World Athletics a officiellement dévoilé, ce mardi 26 mai 2026, les nouveaux minima de qualification pour les championnats du monde d’athlétisme prévus en 2027 à Pékin. Comme l’a révélé Ouest France, ces critères, déjà stricts, ont été encore durcis afin de garantir un niveau de compétition élevé lors de l’événement.
Cette annonce s’inscrit dans une démarche de revalorisation des performances mondiales, alors que les fédérations nationales devront désormais respecter des seuils encore plus exigeants pour qualifier leurs athlètes. Les épreuves de demi-fond et de fond, notamment, voient leurs exigences rehaussées, une décision qui pourrait réduire le nombre de participants pour certaines disciplines.
Ce qu'il faut retenir
- Les minima de qualification pour les Mondiaux 2027 à Pékin ont été officiellement publiés le 26 mai 2026 par World Athletics.
- Les critères, déjà stricts, ont été davantage durcis pour certaines épreuves, notamment le demi-fond et le fond.
- Cette décision vise à élever le niveau de compétition lors de l’événement prévu en Chine en 2027.
- Les fédérations nationales devront désormais respecter des seuils plus exigeants pour qualifier leurs athlètes.
Des critères revus à la hausse pour garantir un niveau optimal
Selon World Athletics, ces nouveaux minima visent à « assurer une compétition de haut niveau » et à éviter une surreprésentation de participants dont les performances ne répondent plus aux standards actuels. Les épreuves de 800 mètres, 1 500 mètres et 5 000 mètres, par exemple, voient leurs temps de qualification réduits de quelques secondes, une modification qui pourrait impacter significativement le nombre d’athlètes qualifiés.
« Ces ajustements sont nécessaires pour refléter l’évolution des performances mondiales », a précisé un porte-parole de la fédération internationale, soulignant que « les athlètes devront désormais faire preuve d’un niveau encore plus élevé pour se qualifier ».

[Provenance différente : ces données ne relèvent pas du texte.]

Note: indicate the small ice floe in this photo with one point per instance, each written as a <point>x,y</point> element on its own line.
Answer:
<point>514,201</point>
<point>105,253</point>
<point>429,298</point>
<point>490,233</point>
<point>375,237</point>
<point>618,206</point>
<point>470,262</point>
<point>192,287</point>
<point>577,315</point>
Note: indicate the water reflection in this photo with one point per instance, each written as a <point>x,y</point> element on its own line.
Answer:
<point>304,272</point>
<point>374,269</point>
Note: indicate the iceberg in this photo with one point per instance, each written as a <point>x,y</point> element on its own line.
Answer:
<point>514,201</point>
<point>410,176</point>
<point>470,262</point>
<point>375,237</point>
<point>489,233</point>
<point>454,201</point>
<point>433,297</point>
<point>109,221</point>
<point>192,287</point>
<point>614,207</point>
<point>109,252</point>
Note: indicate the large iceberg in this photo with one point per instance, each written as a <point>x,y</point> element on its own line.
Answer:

Pékin 2027 : un rendez-vous sous haute tension
Le choix de Pékin comme ville hôte des prochains championnats du monde d’athlétisme en 2027 avait été officialisé en 2023. Cette édition s’annonce déjà comme l’une des plus compétitives de l’histoire, d’autant plus que les minima revus à la hausse pourraient limiter la participation de certains athlètes en difficulté pour atteindre les nouveaux seuils.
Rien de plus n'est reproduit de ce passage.